FBI interested in Ohio database including drivers's license photos

Posted at 6:41 PM, Sep 02, 2016
and last updated 2016-09-02 19:32:32-04

The Federal Bureau of investigation has expressed interest in accessing an Ohio law-enforcement database that includes state driver’s license photos.

The Ohio Law Enforcement Gateway also includes arrest photos and mugshots that can be used in facial-recognition databases when looking for suspects. 

In a statement to, a spokesperson for the Ohio Attorney General’s Office confirmed that there has been contact from the FBI about the database. 

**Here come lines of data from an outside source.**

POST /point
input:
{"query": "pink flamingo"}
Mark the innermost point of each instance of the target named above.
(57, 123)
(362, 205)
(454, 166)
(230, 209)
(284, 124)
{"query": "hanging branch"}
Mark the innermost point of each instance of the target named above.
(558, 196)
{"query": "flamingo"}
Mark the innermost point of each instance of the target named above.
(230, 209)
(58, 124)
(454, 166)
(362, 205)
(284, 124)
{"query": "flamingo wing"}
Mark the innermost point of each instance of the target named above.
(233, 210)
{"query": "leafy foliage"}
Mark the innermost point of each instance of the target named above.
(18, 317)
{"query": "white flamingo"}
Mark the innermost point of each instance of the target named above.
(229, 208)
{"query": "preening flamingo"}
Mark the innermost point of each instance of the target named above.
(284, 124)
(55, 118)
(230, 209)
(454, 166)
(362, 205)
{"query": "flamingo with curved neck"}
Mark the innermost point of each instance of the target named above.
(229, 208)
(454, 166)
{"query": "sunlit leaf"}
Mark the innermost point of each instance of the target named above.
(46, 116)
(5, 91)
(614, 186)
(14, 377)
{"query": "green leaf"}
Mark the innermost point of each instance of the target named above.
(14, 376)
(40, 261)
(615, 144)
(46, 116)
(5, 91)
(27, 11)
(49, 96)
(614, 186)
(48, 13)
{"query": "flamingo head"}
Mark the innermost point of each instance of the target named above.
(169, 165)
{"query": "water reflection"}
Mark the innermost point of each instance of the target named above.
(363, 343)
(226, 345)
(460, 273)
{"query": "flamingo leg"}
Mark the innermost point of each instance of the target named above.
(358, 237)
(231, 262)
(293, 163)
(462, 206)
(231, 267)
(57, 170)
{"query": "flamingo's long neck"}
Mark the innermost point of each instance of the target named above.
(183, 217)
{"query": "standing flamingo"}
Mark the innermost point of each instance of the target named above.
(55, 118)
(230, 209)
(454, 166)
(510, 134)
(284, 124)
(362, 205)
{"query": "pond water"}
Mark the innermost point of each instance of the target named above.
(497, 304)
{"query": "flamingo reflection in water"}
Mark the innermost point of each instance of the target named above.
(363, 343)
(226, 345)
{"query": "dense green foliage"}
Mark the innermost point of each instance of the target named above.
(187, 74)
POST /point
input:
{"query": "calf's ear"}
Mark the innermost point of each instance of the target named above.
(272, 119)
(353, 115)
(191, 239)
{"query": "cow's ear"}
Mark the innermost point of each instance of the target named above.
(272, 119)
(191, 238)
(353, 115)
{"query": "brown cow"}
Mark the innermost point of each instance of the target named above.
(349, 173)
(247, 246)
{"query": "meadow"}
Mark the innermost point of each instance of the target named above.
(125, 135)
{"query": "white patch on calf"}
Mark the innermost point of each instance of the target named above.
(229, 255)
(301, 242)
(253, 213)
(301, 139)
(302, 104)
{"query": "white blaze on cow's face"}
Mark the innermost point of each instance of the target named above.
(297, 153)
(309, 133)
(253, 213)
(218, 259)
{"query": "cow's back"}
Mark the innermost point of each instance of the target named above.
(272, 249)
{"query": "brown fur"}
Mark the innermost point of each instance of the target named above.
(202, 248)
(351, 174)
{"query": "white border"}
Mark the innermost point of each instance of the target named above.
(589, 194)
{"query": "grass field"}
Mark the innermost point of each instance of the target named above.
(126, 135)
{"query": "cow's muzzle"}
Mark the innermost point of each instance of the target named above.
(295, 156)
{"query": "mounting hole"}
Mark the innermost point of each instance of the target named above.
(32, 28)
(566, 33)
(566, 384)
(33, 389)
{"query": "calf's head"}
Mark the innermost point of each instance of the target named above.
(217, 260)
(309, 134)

The FBI has been inquiring with multiple agencies, including BCI, about what photograph databases are used by agencies. The Ohio Attorney General’s Office has received no formal request for access from the FBI at this time. Should one be received, the request would be vetted with our OHLEG Advisory Committee, which includes civil liberties advocates, and our OHLEG Steering Committee to provide feedback prior to a final decision.

In a letter sent to the AG’s Office by the ACLU of Ohio this week, the group urged Attorney General Mike DeWine to reject the FBI’s inquiries, citing concerns made public in a May 2016 U.S. Government Accountability Office report. 

The report found concerns over the accuracy of facial recognition software saying the FBI should better ensure privacy and safety. 

Information Security expert David Kennedy, CEO and founder of TrustedSec, told that while false positive matches occur, the benefits of the database outweigh the privacy concerns. 

Kennedy described running a kidnapping suspect’s picture through a database of millions of pictures with the use of facial recognition software.  

“It’s definitely not 100 percent science in any way, shape or form,” Kennedy said. “But cutting days of research down to a few seconds can really save somebody’s life or somebody that may be in a dangerous situation.”

The GAO report states that 16 states currently have arrangements with the FBI to access drivers license photos, and there have been negotiations in 18 other states. 

In July, the Rhode Island Division of Motor Vehicles said it would not negotiate with the FBI to share driver’s license photos.